Nor do many know, as Elaine revealed, that Mike is related to Albert Einstein, a cousin on his mother’s side, according to Professor Henry Louis Gates’ research at Harvard University. Paul Simon and Art Garfunkel dueted on their infamous Mrs. Robinson, from The Graduate, the 1967 classic directed by Mike, whose credits reach back to Broadway in 1963 and his breakthrough direction of Neil Simon’s Barefoot in the Park starring Robert Redford and Elizabeth Ashley, a hit that ran for 1,530 performances.

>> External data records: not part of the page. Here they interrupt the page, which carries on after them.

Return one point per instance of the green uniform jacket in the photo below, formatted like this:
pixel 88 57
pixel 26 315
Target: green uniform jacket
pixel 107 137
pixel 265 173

More Broadway followed, as did any number of films that included Who’s Afraid of Virginia Woolf starring Elizabeth Taylor and Richard Burton. Television beckoned with HBO’s award-winning Angels in America, and Mike’s among those few artists receiving Oscar, Tony, Emmy and Grammy awards.
Presenting the award, Meryl Streep explained, that “When you’re directed by Mike, he makes you believe you are the only person in the world, and that makes you believe in yourself.”
Responding to the praises and humor of the evening from his industry colleagues, Mike sighed. “Now, if I thanked everyone who contributed to my life over the years, we’d be here until Miley Cyrus receives her AFI Life Achievement Award.”